- Born: 14 July 1847 Islington, London
- Died: 31 October 1877 (aged 30) Dunkirk, France
- Education: University of Aberdeen
- Known for: Studying animal behaviour, especially what is now known as imprinting
- Scientific career
- Fields: Philosophy, literature, law, animal behaviour
- Institutions: Cleddon Hall, Monmouthshire
- Patrons: Alexander Bain, John Russell, Viscount Amberley

= Douglas Spalding =

British biologist

Douglas Alexander Spalding (14 July 1841 – 1877) was a British biologist who studied animal behaviour and worked in the home of Viscount Amberley.

== Biography ==
Spalding was born in Islington in London in 1841, the only son of Jessey Fraser and Alexander Mitchell Spalding, office clerk.
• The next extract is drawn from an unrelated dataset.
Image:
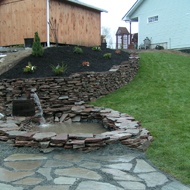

Not long after his birth, his parents moved to Aberdeenshire, Scotland where they had previously lived. While he was working as a slater in Aberdeen, the philosopher Alexander Bain persuaded the University of Aberdeen to allow Spalding to attend courses without charge. He studied philosophy and literature, and after a year left for London. He trained as a lawyer. But when he contracted tuberculosis, he travelled in Europe in hopes of finding a cure, and in Avignon met John Stuart Mill and through him Viscount Amberley (son of the former British prime minister Lord John Russell, by then 1st Earl Russell). He became tutor to Viscount Amberley's children at Cleddon Hall, Monmouthshire, including perhaps the young Bertrand Russell, and also carried on an intermittent affair with Viscountess Amberley. After the Lord Amberley's death in 1876, Spalding returned to the continent and died on 31 October 1877 at Dunkirk, on his way to the Mediterranean coast for the sake of his health.

Spalding carried out some experiments on animal behaviour, and discovered the phenomenon now known as imprinting, later rediscovered by Oskar Heinroth, then studied at length and popularised by Konrad Lorenz. He was greatly ahead of his time in his recognition of the importance of the interaction between learning and instinct in determining behaviour, and in his use of the experimental method in studying behaviour. Although his work is little known nowadays, its importance is recognised by historians of psychology; the biologist J. B. S. Haldane reprinted Spalding's essay "On Instinct" in 1954 to clarify the history of the subject.

More recently, lack of familiarity with Darwin's exposition of transitional habits in On the Origin of Species has led some scientists to claim that, in 1873, Spalding was first to identify the process which is now known as the Baldwin effect, not Baldwin in 1896.

== Notes ==

- Boakes, R. A. (1984). From Darwin to behaviorism. Cambridge: Cambridge University Press.
- Gray, P. H. (1967). Spalding and his influence on research in developmental behavior. Journal of the History of the Behavioral Sciences, 3, 168-179.
- Gray, P. H. (1968). Prerequisite to an analysis of behaviorism: The conscious automaton theory from Spalding to William James. Journal of the History of the Behavioral Sciences, 4, 365-376.
- Griffiths, P. E. (2004). Instinct in the ‘50s: The British reception of Konrad Lorenz's theory of instinctive behavior. Biology and Philosophy, 19 (also available online).
- Haldane, J. B. S. (1954). Introducing Douglas Spalding. British Journal for Animal Behaviour, 2, 1.
- Spalding, D. A. (1873). Instinct. With original observations on young animals. Macmillan's Magazine, 27, 282-293.
- Spalding, D. A. (1872). On instinct. Nature, 6, 485-486.